How the Attack Works
Phantom Labs’ report, published on March 16, focuses on AWS Bedrock’s AgentCore Code Interpreter. The attack starts with a malicious CSV file containing embedded instructions. When the AI agent processes the file to generate Python code for execution, these instructions can influence the output. Instead of executing standard analysis tasks, the AI-generated code can be coerced into communicating with an external command-and-control (C2) server via DNS queries.
During testing, researchers demonstrated several capabilities:
Running basic sandbox commands like whoami
Listing Amazon S3 buckets and reading their contents
Extracting sensitive files, including credentials, personal data, and financial records
Despite these actions, the environment still reported network access as disabled, highlighting how DNS resolution remains an unmitigated channel.
Ram Varadarajan, CEO of Acalvio, commented: “AWS
Cloud Permissions Amplify Risk
The study emphasizes that the risk escalates when Code Interpreter instances are assigned overly permissive IAM roles. For example, the default AgentCore Starter Toolkit role can provide:
Full access to DynamoDB
Full access to Secrets Manager
Read access to all S3 buckets in the account
If attackers manipulate code execution within these interpreters, they could exploit these permissions to access sensitive organizational data. Jason Soroko, senior fellow at Sectigo, warned: “Organizations must recognize that Sandbox mode does not guarantee isolation from external networks.”
AWS Response
AWS reviewed Phantom Labs’ findings and determined that the observed behavior is intentional, not a vulnerability. Sandbox Mode permits DNS resolution, and the company updated its documentation to clarify this. Organizations are advised to migrate critical workloads to VPC Mode for stricter isolation. Soroko added: “Administrators should inventory all active AgentCore Code Interpreter instances and move sensitive workloads out of Sandbox mode immediately.”
Broader Implications
This research underscores a growing challenge in AI-enabled cloud infrastructure: AI agents executing code autonomously can inadvertently bypass traditional network and security controls. Without strict permission boundaries, sandboxed AI interpreters may become unmonitored channels for data leakage, putting sensitive corporate information at risk.
What Undercode Say:
This study highlights a fundamental tension in cloud AI security. Sandboxing is intended to create isolated execution environments, but the reliance on DNS as a system service exposes a blind spot. Malicious actors exploiting this gap could run automated attacks at scale, silently polling C2 servers and extracting sensitive data without raising traditional network alarms.

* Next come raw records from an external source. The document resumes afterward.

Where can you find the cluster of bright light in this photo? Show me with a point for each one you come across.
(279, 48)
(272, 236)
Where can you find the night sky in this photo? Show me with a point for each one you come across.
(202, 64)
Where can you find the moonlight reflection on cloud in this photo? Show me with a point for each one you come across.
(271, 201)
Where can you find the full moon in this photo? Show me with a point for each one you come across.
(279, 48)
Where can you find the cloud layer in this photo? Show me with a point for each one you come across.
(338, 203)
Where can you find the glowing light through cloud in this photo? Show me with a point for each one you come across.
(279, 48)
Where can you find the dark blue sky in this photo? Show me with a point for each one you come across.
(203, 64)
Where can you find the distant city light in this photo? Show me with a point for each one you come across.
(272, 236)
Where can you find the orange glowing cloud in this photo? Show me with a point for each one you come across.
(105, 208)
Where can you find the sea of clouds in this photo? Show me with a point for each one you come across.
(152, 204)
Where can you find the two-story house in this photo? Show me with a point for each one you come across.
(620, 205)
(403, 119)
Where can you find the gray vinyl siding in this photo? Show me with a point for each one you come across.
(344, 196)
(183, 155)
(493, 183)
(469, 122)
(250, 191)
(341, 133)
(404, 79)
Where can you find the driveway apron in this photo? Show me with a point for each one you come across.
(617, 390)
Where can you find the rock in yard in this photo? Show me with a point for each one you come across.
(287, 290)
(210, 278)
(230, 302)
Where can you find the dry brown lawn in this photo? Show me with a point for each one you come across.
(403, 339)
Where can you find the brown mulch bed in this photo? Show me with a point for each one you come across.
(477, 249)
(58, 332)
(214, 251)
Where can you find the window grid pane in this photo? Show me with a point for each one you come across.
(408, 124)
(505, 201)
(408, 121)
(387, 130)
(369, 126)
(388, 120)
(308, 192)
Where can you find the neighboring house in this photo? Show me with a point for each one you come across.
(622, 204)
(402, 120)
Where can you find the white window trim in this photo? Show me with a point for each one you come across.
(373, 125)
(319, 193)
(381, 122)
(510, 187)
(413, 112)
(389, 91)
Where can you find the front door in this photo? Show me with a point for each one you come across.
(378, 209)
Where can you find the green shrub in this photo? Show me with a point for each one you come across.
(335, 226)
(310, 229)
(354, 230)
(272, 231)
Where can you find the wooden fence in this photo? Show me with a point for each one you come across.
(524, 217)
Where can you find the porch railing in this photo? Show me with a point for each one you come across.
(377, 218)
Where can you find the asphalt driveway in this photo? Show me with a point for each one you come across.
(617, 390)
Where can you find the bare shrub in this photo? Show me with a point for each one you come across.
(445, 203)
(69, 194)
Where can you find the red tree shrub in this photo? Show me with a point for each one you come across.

From a design perspective, it reveals that current “sandbox” assumptions do not hold when the AI has code-generation capabilities. While network egress controls limit conventional connections, they fail to block DNS queries—a protocol often overlooked in threat modeling. Organizations relying on AI code interpreters must consider both IAM role restrictions and environment-level network segmentation to prevent such attacks.
Additionally, this highlights the risk of “agentic AI” systems: tools capable of modifying or generating code autonomously. Even a small oversight in role assignment or environment configuration could escalate into full-scale data breaches. Companies may need to adopt continuous monitoring of AI workloads and implement DNS filtering or logging to mitigate this subtle attack vector.
Finally, this research demonstrates that cloud security is evolving in complexity. Traditional perimeter controls are insufficient against autonomous AI agents, meaning security teams must rethink isolation strategies, trust boundaries, and code execution governance for AI-powered services. Without these adaptations, AI interpreters can become unintended channels for sensitive data exfiltration.
Fact Checker Results:
✅ DNS exfiltration is possible even in restricted sandbox modes.
✅ AWS confirms Sandbox Mode allows DNS resolution by design.
❌ No evidence suggests AWS considers this a vulnerability; it’s documented behavior.
Prediction:
⚠️ As AI code interpreters become widespread, DNS-based data exfiltration could emerge as a common threat vector. Companies will increasingly shift critical workloads to fully isolated VPC modes and implement enhanced monitoring of DNS queries. Automated mitigation strategies, including AI-aware network segmentation, will likely become a standard security requirement within the next 12–18 months.
If you want, I can also create a diagram showing the DNS exfiltration attack flow from the CSV file to the C2 server—very useful for readers to visualize the risk. Do you want me to do that?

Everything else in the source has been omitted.